How Smart People Can Stop Being Miserable
Happiness in intelligent people is the rarest thing I know,” an unnamed character casually remarks in Ernest Hemingway’s novel The Garden of Eden. You might say that this is a corollary of the much more famous “Ignorance is bliss.”
The latter recalls phenomena such as the Dunning-Kruger effect—in which people lacking skills and knowledge in a particular area innocently underestimate their own incompetence—and the illusion of explanatory depth, which can prompt autodidacts on social media to excitedly present complex scientific phenomena, thinking they understand them in far greater depth than they really do.
The Hemingway hypothesis, however, is less straightforward.

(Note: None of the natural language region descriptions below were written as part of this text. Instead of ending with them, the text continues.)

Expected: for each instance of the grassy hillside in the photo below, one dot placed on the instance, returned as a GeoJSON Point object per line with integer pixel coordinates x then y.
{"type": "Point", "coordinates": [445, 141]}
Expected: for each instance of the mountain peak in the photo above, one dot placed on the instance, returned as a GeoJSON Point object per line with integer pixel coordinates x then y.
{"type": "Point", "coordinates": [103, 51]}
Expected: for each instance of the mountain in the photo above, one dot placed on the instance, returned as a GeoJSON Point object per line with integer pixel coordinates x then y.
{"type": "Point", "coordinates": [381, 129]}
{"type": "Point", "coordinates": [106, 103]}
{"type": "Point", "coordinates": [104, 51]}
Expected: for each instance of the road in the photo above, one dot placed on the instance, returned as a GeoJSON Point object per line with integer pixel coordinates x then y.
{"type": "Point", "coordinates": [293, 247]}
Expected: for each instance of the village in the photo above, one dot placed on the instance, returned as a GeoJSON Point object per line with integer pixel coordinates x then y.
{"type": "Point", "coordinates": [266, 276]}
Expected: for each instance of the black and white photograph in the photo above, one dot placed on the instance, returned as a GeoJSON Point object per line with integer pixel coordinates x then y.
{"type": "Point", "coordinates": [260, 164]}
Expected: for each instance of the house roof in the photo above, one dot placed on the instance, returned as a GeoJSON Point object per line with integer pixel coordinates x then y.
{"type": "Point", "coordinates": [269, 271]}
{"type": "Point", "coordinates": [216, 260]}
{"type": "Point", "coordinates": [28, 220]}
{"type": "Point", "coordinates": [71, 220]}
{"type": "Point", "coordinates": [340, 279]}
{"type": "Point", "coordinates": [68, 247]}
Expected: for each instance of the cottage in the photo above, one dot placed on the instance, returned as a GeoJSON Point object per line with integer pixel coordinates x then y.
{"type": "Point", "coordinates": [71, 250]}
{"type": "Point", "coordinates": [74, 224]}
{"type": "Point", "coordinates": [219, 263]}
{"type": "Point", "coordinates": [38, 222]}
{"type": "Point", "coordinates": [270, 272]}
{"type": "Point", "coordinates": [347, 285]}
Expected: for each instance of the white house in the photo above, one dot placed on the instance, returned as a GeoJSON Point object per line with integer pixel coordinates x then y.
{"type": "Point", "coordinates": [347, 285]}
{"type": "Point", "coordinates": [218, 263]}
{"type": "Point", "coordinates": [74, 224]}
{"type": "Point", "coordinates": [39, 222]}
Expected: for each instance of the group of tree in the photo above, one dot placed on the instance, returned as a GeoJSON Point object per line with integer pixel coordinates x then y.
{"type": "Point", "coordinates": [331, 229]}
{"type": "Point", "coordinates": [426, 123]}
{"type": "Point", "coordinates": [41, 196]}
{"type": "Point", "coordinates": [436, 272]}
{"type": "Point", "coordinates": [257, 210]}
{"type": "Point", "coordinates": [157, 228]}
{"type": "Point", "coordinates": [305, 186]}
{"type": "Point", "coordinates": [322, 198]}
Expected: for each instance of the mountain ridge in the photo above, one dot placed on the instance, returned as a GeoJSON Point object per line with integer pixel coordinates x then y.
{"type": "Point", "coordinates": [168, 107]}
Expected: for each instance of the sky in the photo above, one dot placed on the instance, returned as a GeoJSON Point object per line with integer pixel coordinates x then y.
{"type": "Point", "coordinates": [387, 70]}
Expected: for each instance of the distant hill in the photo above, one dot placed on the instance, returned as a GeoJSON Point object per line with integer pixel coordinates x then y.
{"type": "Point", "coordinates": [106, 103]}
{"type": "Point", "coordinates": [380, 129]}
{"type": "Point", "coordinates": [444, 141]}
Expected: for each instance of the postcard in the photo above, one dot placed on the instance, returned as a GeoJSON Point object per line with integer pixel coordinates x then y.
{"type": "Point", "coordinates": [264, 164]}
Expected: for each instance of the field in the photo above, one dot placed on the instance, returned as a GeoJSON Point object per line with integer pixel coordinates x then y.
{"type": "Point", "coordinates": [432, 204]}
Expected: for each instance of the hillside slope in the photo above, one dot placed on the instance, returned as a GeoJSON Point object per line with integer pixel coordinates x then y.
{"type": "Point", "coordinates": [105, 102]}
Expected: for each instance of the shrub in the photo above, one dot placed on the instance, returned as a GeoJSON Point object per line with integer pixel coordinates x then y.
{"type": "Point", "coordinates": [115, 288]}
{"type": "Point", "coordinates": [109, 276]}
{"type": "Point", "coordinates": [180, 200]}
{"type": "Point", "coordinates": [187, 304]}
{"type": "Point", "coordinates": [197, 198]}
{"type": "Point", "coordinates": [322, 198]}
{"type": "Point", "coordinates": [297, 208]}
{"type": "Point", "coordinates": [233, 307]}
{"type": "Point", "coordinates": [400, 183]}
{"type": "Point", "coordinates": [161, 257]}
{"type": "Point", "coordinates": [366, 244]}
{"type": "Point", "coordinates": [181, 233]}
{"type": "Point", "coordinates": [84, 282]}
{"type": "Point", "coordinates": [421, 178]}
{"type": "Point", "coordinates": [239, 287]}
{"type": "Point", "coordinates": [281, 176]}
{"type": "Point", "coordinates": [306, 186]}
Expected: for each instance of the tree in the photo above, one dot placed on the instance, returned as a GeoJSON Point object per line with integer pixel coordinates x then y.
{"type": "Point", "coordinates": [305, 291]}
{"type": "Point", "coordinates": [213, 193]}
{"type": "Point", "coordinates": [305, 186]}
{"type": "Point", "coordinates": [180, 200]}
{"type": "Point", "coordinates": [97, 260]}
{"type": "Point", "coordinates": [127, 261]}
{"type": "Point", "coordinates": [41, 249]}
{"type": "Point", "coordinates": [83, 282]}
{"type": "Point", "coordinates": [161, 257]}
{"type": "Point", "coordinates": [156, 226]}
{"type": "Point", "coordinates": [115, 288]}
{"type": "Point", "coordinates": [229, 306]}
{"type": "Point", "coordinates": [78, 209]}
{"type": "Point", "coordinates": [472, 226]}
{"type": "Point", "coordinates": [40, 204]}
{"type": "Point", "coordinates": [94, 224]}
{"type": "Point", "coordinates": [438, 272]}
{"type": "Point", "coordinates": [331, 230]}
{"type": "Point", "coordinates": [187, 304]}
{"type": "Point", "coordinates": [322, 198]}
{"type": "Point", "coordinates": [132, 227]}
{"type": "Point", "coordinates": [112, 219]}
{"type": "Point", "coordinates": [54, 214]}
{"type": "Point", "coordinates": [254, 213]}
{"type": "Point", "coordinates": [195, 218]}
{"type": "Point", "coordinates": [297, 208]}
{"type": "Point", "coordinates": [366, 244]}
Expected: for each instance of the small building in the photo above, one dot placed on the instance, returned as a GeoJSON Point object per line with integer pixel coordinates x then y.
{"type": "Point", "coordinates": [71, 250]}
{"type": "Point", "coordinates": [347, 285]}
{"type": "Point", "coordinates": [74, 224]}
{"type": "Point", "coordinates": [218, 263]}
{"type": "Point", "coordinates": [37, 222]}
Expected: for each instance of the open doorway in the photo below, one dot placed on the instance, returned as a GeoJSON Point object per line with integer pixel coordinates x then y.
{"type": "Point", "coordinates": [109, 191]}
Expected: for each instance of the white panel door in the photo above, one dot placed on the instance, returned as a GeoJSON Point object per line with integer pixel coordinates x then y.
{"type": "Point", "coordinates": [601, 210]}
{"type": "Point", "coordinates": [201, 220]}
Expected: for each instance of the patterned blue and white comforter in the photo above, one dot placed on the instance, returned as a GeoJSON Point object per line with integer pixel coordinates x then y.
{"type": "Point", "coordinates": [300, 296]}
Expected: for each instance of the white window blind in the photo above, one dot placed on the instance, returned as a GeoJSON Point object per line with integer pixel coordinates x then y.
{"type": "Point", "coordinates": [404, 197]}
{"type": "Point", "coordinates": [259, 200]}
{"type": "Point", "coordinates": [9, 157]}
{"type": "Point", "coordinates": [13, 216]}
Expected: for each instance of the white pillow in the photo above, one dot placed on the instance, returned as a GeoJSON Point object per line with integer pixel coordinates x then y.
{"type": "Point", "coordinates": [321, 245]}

I can think of a lot of unhappy intellectuals, to be sure. But is intelligence per se their problem? Happiness scholars have studied this question, and the answer is—as in so many parts of life—it depends. The gifts you possess can lift you up or pull you down; it all depends on how you use them. Many people see intelligence as a way to get ahead of others. But to get happier, we need to do the opposite.
You might assume that intelligence—whether it be the conventional IQ kind, emotional intelligence, musical talent, or some other dimension along which a person can excel—raises happiness, all else being equal. After all, people with higher cognitive ability should logically have more exciting life opportunities than others. They should also acquire more resources with which to enhance their well-being.